Развлечение словенским и русским языками
Развлечение словенским и русским языками
«Словенский язык – относится к южной группе славянских языков. Число говорящих на С. я. около 2 млн. человек (из них около 1,6 млн. в Словении; 1971, перепись). распространён также в пограничных областях австрии, Италии, венгрии. Имеет 7 групп диалектов… Древнейший письменный памятник – Брижинские (Фрейзингенские) отрывки (конец 10 – начало 11 вв.)…»
«Русский язык – относится к восточной группе славянских языков. Истоки р. я. уходят в глубокую древность. Примерно во 2-1 тыс. до н. э. из группы родственных диалектов индоевропейской семьи языков выделяется протославянский язык (на поздней стадии – примерно в 1–7 вв. – называемый праславянским)… в 6–7 вв. славяне занимали земли от адриатики на Ю.-З. до верховьев Днепра и озера Ильмень на С. – в… восточнославянский (древнерусский) язык просуществовал с 7 по 14 в.»
Для X века приведенные статьи БСЭ сопоставляют словенский и русский языки как родственные, соответственно южнославянский, обособившийся как раз примерно в это время, и восточнославянский, якобы уже три века существовавший самостоятельно. Поэтому противопоставление «росского» и «славянского» языков Константином Багрянородным в середине X века заставляет уделить этому поразительному факту отдельный раздел наших с тобой, мой растерянный читатель, «Развлечений».
«а славянский народ и русский един…». Так перевел пассаж оригинала «Повести» Д. Лихачев. Это не первый случай, мой памятливый читатель, где перевод вызывает, мягко говоря, недоумение, ибо на самом же деле оригинальный текст иной: «А словенский язык и русский одно есть…».

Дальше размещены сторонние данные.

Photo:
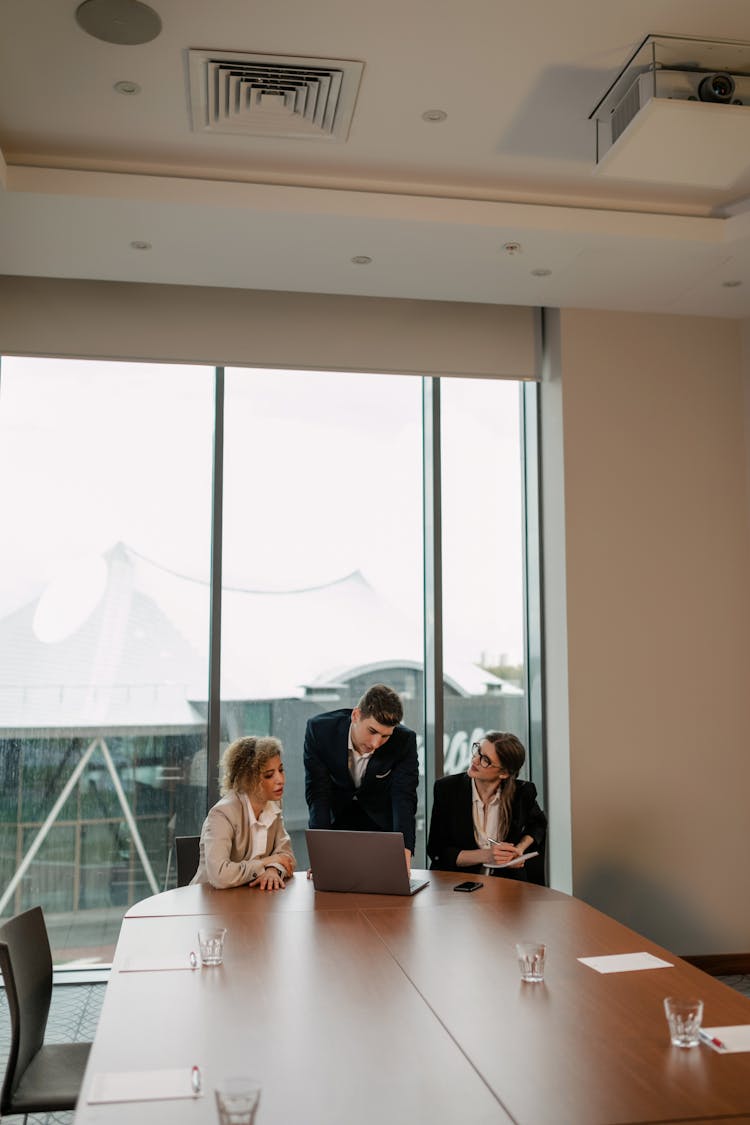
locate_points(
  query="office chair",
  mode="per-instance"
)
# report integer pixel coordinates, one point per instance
(187, 849)
(38, 1078)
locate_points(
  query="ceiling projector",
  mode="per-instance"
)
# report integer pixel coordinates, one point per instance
(716, 87)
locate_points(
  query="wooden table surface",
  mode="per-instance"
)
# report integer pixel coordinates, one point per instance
(355, 1009)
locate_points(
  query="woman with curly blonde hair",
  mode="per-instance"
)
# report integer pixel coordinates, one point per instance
(243, 838)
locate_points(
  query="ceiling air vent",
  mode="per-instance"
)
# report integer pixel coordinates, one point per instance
(273, 96)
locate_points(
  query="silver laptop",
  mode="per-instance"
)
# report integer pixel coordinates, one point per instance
(366, 863)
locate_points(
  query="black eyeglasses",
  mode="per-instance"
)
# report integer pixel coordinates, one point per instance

Сайт Центра развития русского языка[112], цитируя не перевод Д. Лихачева, а оригинальный текст, аккуратно и боязливо, чтобы не заподозрили в крамоле, но все же поясняет: «Слово язык употреблено здесь не только в древнем значении «народ», но и в значении “речь”». Тебе, мой независимый читатель, очевидно, что такое пояснение без «перевода» Лихачева вообще звучит бредом. На самом деле, это не бред, а гипертрофированная боязнь возразить академику. Если же без экивоков и боязливых взглядов в сторону академических авторитетов, речь в цитате идет вовсе не о народе, а именно о языке, что прямо следует из контекста, поскольку весь абзац «Повести», откуда взят процитированный пассаж, посвящен истории славянской грамоты, персонально Кириллу и Мефодию. И заканчивается он фразой: «Полянами прозваны были потому, что сидели в поле, а язык был им общий – славянский», именно язык, и более точно, как в оригинале, – не славянский, а словенский.

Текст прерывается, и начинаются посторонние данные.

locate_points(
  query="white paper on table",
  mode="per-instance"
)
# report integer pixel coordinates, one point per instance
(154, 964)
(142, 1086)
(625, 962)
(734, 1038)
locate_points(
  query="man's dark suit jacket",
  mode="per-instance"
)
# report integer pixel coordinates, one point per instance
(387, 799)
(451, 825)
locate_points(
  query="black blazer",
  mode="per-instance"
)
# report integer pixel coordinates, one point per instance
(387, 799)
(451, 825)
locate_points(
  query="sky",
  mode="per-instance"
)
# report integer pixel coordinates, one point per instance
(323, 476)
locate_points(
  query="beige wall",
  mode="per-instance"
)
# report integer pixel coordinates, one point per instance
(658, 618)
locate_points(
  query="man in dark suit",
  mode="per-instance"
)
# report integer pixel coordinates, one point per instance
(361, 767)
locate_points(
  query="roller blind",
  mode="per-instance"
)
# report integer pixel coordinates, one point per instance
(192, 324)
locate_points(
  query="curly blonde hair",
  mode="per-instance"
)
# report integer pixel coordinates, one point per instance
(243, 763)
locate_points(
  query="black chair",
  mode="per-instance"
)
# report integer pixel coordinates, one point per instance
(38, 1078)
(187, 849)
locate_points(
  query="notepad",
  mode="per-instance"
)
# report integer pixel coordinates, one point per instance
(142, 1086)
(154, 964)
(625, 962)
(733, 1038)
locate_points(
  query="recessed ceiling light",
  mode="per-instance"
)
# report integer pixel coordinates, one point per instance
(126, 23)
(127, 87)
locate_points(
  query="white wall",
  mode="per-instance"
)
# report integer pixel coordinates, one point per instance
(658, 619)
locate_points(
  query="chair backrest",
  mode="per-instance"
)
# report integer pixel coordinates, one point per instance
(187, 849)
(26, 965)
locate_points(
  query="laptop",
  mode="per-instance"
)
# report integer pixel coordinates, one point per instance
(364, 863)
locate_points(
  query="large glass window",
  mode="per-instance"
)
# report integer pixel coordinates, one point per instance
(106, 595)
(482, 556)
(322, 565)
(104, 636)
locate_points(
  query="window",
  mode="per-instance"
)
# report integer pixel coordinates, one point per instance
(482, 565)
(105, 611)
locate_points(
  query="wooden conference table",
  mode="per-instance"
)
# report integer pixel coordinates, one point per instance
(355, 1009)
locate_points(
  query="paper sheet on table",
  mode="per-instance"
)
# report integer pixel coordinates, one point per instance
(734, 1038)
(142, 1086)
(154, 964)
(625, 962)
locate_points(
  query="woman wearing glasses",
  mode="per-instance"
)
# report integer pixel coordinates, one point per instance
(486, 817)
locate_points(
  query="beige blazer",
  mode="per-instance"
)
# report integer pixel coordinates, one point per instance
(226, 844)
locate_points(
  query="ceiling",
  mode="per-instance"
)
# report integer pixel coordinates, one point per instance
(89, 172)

Эта фраза и в «переводе» Лихачева, и в оригинале цитируется очень часто кем ни попадя и по какому ни попало поводу. Оказывается, из нее следует, и что русь как народ (племя, союз племен и т. п.) надо искать на севере[113]; и что единый славянский язык сохранялся длительное время и позволял до XIV века вполне свободно понимать друг друга поляку и болгарину, новгородцу и жителю Черногории[114]; и что все славяне должны называться «русскими»[115]; и еще масса всего прочего. Множественность и глобальность выводов из этой коротенькой фразы поначалу поражает. Но по размышлении начинаешь понимать, что она есть следствие неопределенности самих понятий словенского и русского языков той эпохи.

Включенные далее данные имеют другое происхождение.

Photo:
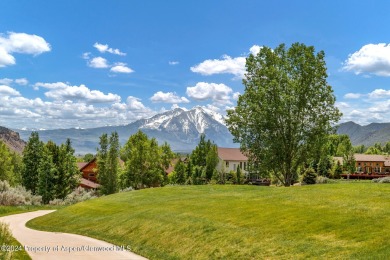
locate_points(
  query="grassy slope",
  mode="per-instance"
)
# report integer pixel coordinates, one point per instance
(8, 239)
(348, 220)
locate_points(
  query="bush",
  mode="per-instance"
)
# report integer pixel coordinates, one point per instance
(16, 196)
(309, 176)
(382, 180)
(5, 239)
(323, 180)
(78, 195)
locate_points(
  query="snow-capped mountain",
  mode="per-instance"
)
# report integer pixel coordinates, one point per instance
(179, 127)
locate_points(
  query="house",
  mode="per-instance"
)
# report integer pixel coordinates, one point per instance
(230, 159)
(368, 166)
(372, 163)
(89, 174)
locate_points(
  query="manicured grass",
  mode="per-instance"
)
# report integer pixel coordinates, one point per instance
(9, 246)
(338, 221)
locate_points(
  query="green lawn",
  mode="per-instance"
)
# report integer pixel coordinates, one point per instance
(343, 220)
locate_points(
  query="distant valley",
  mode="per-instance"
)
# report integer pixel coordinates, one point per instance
(180, 128)
(366, 135)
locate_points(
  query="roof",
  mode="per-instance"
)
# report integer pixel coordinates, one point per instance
(369, 158)
(89, 184)
(81, 165)
(231, 154)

Так что же такое словенский язык и русский язык в «Повести»? То есть, что могут означать эти понятия для ее автора, жителя Киевщины, монаха Печерского монастыря конца XI и начала XII века? Суждения Ватсона по данному вопросу вряд ли кого заинтересуют, поэтому для начала выслушаем мнения авторитетов.
У В. Ключевского[116] рассматриваемая цитата – основание противопоставить варягов славянам, поскольку, по его мнению, словенский язык – это язык новгородских словен «Повести». Русский язык Ключевским не обсуждается, вероятно в предположении, что это тот самый язык, на котором пишет сам историк. А обсуждать есть чего. Ключевский походя попадает в ту же ловушку, в которой оказался Марк Твен со своим «Янки из Коннектикута при дворе короля Артура». Как Твен заставляет бриттский (т. е. кельтский) двор Артура поголовно говорить на староанглийском (т. е. германском) языке, так и Ключевский навязывает киевской руси X века речь понятную ему самому. Вероятно не читал Василий Осипович Багрянородного, и тут мы с тобой, мой не чуждый амбиций читатель, можем подтрунить над маститым историком.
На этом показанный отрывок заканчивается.